Art. 28. All correspondence entering the territory of the Republic from foreign countries whatever the final destination, and to be carried on the railroad, will proceed under the control of the New Granadian Postal Authorities. These Authorities will open a current postage account on an annual basis, so that the proportion of the profits corresponding to New Granada under the terms of Article 30 of this contract can be calculated, and to ensure no fraud is perpetrated in this regard.
Art.29. As a result of the previous stipulation, the Company agrees to receive for transport on the railroad either to the next port of destination or to an intermediate address along the route, only those mail bags delivered to the New Granadian Postal Authorities; complying with all the dispositions dictated by the Executive, and also those covered by laws governing the transport of correspondence of foreign nations which has been handed over to this end by employees of the Republic.

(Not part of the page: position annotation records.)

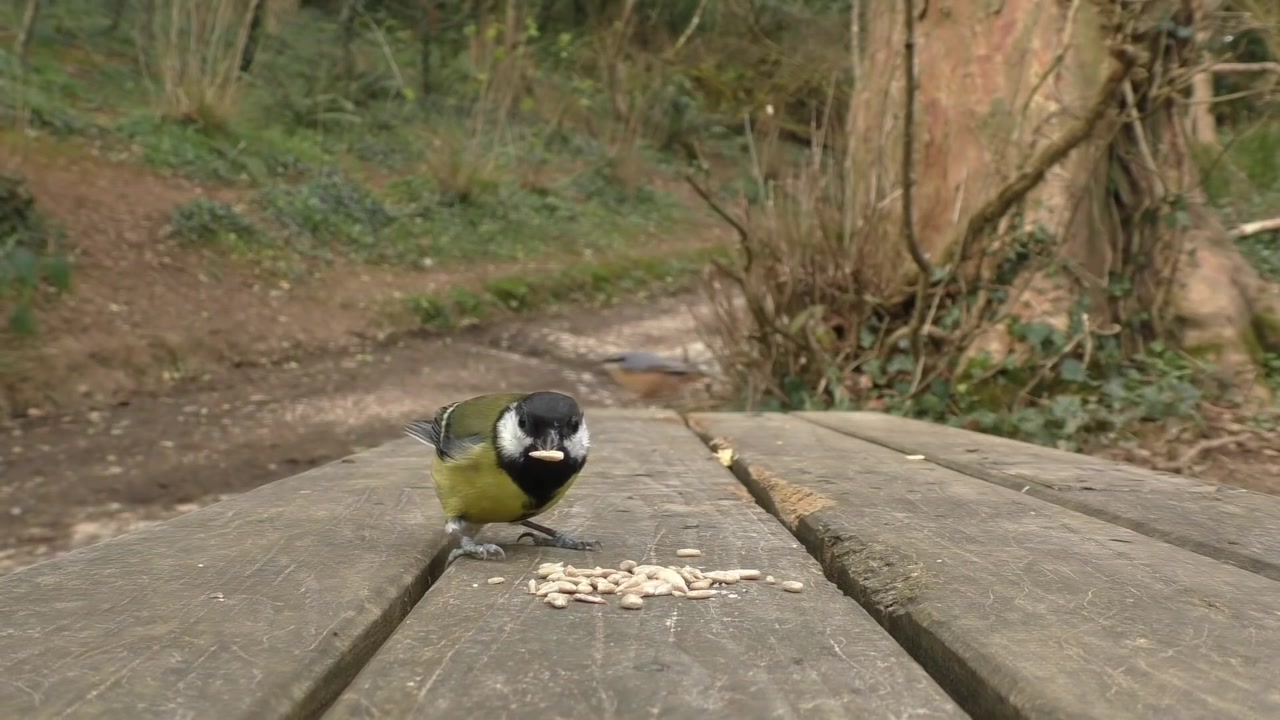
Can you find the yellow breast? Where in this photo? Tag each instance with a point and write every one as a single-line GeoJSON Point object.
{"type": "Point", "coordinates": [475, 488]}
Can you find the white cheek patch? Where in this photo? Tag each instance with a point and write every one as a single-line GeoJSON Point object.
{"type": "Point", "coordinates": [579, 442]}
{"type": "Point", "coordinates": [511, 440]}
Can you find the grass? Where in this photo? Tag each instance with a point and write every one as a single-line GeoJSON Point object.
{"type": "Point", "coordinates": [352, 164]}
{"type": "Point", "coordinates": [581, 283]}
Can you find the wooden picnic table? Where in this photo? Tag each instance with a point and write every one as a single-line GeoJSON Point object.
{"type": "Point", "coordinates": [986, 579]}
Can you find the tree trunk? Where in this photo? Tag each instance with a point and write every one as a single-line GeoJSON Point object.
{"type": "Point", "coordinates": [1052, 183]}
{"type": "Point", "coordinates": [254, 37]}
{"type": "Point", "coordinates": [1056, 119]}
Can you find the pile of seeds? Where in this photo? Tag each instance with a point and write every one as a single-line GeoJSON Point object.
{"type": "Point", "coordinates": [558, 583]}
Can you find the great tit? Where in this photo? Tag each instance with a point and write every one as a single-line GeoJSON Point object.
{"type": "Point", "coordinates": [504, 458]}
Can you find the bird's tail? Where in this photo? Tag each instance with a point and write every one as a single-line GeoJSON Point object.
{"type": "Point", "coordinates": [424, 432]}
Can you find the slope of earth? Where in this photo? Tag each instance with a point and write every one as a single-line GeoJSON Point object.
{"type": "Point", "coordinates": [147, 313]}
{"type": "Point", "coordinates": [81, 478]}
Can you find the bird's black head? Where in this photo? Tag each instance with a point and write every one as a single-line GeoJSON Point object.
{"type": "Point", "coordinates": [542, 442]}
{"type": "Point", "coordinates": [544, 424]}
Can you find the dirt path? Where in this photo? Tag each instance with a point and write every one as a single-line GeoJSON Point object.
{"type": "Point", "coordinates": [72, 481]}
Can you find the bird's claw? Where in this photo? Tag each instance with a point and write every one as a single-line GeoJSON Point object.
{"type": "Point", "coordinates": [480, 551]}
{"type": "Point", "coordinates": [560, 540]}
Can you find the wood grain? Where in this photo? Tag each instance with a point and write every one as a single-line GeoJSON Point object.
{"type": "Point", "coordinates": [1225, 523]}
{"type": "Point", "coordinates": [472, 650]}
{"type": "Point", "coordinates": [257, 607]}
{"type": "Point", "coordinates": [1022, 607]}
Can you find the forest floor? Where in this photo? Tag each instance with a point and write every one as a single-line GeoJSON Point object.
{"type": "Point", "coordinates": [170, 378]}
{"type": "Point", "coordinates": [259, 297]}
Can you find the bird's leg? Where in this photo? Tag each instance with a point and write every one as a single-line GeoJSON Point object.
{"type": "Point", "coordinates": [554, 538]}
{"type": "Point", "coordinates": [470, 547]}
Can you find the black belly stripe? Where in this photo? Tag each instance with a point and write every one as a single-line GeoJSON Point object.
{"type": "Point", "coordinates": [540, 479]}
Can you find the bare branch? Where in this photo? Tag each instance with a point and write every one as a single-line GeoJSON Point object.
{"type": "Point", "coordinates": [1269, 67]}
{"type": "Point", "coordinates": [913, 245]}
{"type": "Point", "coordinates": [1256, 227]}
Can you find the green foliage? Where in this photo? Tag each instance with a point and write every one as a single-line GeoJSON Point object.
{"type": "Point", "coordinates": [589, 282]}
{"type": "Point", "coordinates": [219, 154]}
{"type": "Point", "coordinates": [205, 222]}
{"type": "Point", "coordinates": [28, 258]}
{"type": "Point", "coordinates": [329, 210]}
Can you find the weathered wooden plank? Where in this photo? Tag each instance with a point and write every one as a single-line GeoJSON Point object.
{"type": "Point", "coordinates": [1022, 607]}
{"type": "Point", "coordinates": [1230, 524]}
{"type": "Point", "coordinates": [472, 650]}
{"type": "Point", "coordinates": [257, 607]}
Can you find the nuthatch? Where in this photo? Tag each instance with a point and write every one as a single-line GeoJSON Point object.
{"type": "Point", "coordinates": [650, 376]}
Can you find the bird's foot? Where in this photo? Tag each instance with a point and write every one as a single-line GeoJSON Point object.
{"type": "Point", "coordinates": [560, 540]}
{"type": "Point", "coordinates": [480, 551]}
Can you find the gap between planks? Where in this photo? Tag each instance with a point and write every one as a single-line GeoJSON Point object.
{"type": "Point", "coordinates": [1224, 523]}
{"type": "Point", "coordinates": [936, 625]}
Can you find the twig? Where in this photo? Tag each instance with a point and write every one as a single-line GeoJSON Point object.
{"type": "Point", "coordinates": [913, 245]}
{"type": "Point", "coordinates": [1256, 227]}
{"type": "Point", "coordinates": [1064, 44]}
{"type": "Point", "coordinates": [1141, 135]}
{"type": "Point", "coordinates": [1266, 67]}
{"type": "Point", "coordinates": [689, 30]}
{"type": "Point", "coordinates": [908, 139]}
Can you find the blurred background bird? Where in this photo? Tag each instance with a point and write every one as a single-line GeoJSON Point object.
{"type": "Point", "coordinates": [650, 376]}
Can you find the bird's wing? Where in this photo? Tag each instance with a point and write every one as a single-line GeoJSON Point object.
{"type": "Point", "coordinates": [451, 433]}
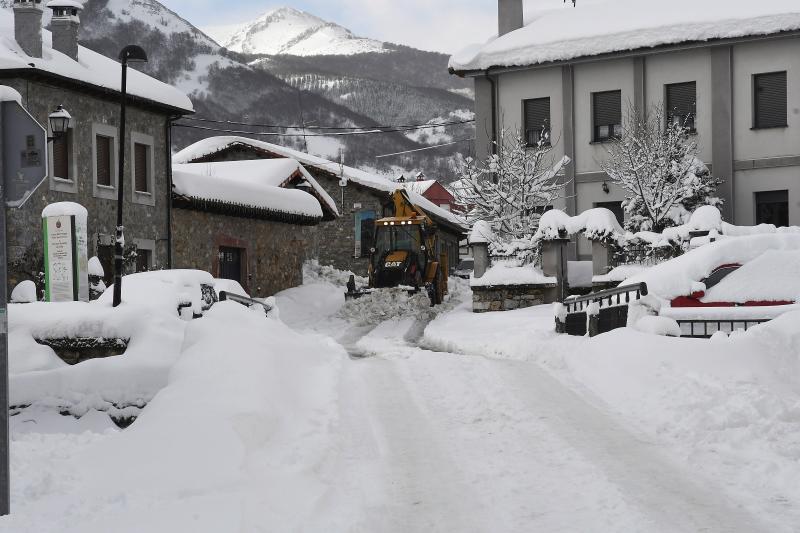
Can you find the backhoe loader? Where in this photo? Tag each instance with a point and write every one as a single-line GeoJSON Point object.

Art. 30. The Executive will at all times determine which foreign Nations’ correspondence will be allowed to be transported by rail across the Isthmus of Panamá; but in he cases where such mailbags are carried, the contracts and pecuniary arrangements made for the carriage will fall to the Company, and all the income from these contracts and arrangements will form part of the Company’s funds, forming one of its sources of profits. To compensate for this benefit, the Company is obliged to transport on the railroad, free of charge, all of New Granada’s mailbags, and furthermore to pay to the Government of the Republic five per cent of all the monies received under these contracts or arrangements, whether coming direct from agreements with foreign Governments, other Companies, or from the general rules governing postal charges by Nations with whom the contracts were celebrated.

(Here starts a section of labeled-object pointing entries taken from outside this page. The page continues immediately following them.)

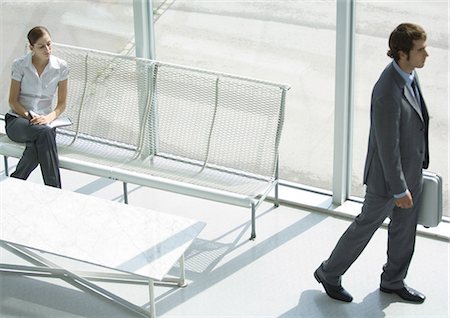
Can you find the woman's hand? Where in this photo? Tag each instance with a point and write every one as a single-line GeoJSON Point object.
{"type": "Point", "coordinates": [41, 119]}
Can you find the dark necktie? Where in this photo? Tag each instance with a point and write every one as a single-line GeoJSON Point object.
{"type": "Point", "coordinates": [416, 92]}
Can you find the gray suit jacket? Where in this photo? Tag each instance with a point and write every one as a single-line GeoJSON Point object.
{"type": "Point", "coordinates": [398, 139]}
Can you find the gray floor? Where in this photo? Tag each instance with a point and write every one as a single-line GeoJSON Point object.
{"type": "Point", "coordinates": [230, 276]}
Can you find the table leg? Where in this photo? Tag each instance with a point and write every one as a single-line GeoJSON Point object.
{"type": "Point", "coordinates": [152, 298]}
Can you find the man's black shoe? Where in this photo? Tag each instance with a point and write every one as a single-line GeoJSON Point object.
{"type": "Point", "coordinates": [336, 292]}
{"type": "Point", "coordinates": [406, 293]}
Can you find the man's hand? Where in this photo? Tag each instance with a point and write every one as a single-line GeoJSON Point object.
{"type": "Point", "coordinates": [405, 202]}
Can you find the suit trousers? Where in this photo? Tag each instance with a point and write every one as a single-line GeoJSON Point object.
{"type": "Point", "coordinates": [401, 239]}
{"type": "Point", "coordinates": [40, 149]}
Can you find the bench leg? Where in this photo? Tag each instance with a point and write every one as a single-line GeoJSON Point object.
{"type": "Point", "coordinates": [253, 235]}
{"type": "Point", "coordinates": [182, 281]}
{"type": "Point", "coordinates": [151, 291]}
{"type": "Point", "coordinates": [125, 193]}
{"type": "Point", "coordinates": [5, 162]}
{"type": "Point", "coordinates": [277, 200]}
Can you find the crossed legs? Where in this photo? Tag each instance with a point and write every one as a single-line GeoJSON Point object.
{"type": "Point", "coordinates": [40, 150]}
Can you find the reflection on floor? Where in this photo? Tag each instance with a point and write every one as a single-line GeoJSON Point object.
{"type": "Point", "coordinates": [230, 276]}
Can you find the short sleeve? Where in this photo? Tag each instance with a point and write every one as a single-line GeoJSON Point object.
{"type": "Point", "coordinates": [64, 71]}
{"type": "Point", "coordinates": [17, 71]}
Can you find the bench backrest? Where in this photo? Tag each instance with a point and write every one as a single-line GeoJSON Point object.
{"type": "Point", "coordinates": [150, 107]}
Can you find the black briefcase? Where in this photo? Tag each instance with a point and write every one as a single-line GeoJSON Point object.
{"type": "Point", "coordinates": [430, 207]}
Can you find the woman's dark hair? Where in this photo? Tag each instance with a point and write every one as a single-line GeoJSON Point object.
{"type": "Point", "coordinates": [402, 39]}
{"type": "Point", "coordinates": [36, 33]}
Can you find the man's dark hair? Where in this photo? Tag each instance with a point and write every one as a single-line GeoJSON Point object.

And it is further stipulated: 1st. However much the Company receives from these contracts, the Government of New Granada will in no case receive less than ten thousand pesos in each year. 2nd. That this payment will be in addition to the three per cent of the net profits of the business to which New Granada has a right; and 3rd., that the right of the Company to celebrate such contracts will in no way negate the contracts which now exist between the Republic of New Granada and certain foreign Nations for the transport of mail bags across the Isthmus of Panamá”.

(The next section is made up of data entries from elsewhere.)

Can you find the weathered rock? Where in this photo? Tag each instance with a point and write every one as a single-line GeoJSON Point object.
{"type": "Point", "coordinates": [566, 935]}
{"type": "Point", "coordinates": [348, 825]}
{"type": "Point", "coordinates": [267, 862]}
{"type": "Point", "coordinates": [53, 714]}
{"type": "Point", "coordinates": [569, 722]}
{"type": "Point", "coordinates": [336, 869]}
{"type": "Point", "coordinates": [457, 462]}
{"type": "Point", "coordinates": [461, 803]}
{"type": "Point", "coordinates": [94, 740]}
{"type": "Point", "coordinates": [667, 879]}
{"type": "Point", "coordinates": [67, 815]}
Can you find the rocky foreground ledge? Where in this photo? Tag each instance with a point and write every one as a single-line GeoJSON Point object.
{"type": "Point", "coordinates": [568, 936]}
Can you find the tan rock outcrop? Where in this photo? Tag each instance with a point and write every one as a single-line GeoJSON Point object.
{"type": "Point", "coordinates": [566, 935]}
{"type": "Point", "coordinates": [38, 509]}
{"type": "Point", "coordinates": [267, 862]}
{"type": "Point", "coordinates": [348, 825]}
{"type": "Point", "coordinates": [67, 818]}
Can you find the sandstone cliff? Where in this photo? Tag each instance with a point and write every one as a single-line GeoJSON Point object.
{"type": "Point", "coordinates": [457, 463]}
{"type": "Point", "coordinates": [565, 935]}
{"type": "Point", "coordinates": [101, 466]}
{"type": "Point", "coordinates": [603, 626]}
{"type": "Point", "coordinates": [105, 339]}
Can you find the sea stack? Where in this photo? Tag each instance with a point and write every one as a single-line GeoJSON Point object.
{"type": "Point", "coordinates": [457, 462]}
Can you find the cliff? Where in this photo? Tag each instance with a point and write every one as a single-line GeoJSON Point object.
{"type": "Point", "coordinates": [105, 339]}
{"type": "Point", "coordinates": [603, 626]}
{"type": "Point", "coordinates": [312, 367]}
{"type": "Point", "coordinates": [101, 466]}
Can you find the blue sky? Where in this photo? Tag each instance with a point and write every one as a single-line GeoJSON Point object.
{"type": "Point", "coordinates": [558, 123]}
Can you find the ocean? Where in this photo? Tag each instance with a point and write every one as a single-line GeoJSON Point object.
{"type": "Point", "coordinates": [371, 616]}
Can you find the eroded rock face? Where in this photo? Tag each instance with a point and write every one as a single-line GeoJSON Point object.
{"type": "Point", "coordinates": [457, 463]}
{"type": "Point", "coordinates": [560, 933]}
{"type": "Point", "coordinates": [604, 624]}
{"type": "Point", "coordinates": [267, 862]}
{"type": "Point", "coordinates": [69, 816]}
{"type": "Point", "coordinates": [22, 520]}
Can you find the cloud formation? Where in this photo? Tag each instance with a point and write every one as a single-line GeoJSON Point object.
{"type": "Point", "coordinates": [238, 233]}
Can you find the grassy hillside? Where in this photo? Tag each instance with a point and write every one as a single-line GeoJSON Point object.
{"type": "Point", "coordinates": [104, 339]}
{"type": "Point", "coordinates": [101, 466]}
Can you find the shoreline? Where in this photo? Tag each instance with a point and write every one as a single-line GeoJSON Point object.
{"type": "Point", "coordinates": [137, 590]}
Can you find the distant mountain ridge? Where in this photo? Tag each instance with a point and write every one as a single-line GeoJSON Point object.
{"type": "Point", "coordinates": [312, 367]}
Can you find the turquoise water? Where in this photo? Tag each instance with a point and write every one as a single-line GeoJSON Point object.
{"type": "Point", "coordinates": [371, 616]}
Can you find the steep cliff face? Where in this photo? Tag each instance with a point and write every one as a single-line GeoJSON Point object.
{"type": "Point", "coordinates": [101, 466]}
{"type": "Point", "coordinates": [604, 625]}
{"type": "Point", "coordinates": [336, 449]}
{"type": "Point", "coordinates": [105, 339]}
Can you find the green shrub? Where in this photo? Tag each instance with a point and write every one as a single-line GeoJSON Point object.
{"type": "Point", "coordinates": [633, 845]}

So, whilst the Colombian Government was being paid for hosting the mails in three different ways, the British, who were already subsidising the Colombian post, began to pay twice to cross the Isthmus and the passage was eating up the whole of the postage GB/Pacific being charged. And things were to get worse. The Railroad almost went bankrupt during the construction as it confronted technical difficulties and illness. Thousands, Chinese and Irish among them, perished of typhoid, yellow fever or malaria. It struggled to reach Las Cruces, roughly the halfway point, but when it did, it cut travel time to Panamá substantially, cutting out the river trip up the Chágres. The British then moved their Consulate/post office from Chágres, at the mouth of that river, to Colón (which the Americans insisted on calling Aspinwall after an early pioneer and Director of the Railroad Company), which lay a little further down the coast, on the Caribbean, being the terminus of the railway on that side. The unfinished railway at this juncture still became the quickest route for gold-diggers to travel from the eastern United States to California to join the gold-rush. The new Isthmus crossing resulted in the European posts reaching Australia and other Pacific destinations much more expeditiously.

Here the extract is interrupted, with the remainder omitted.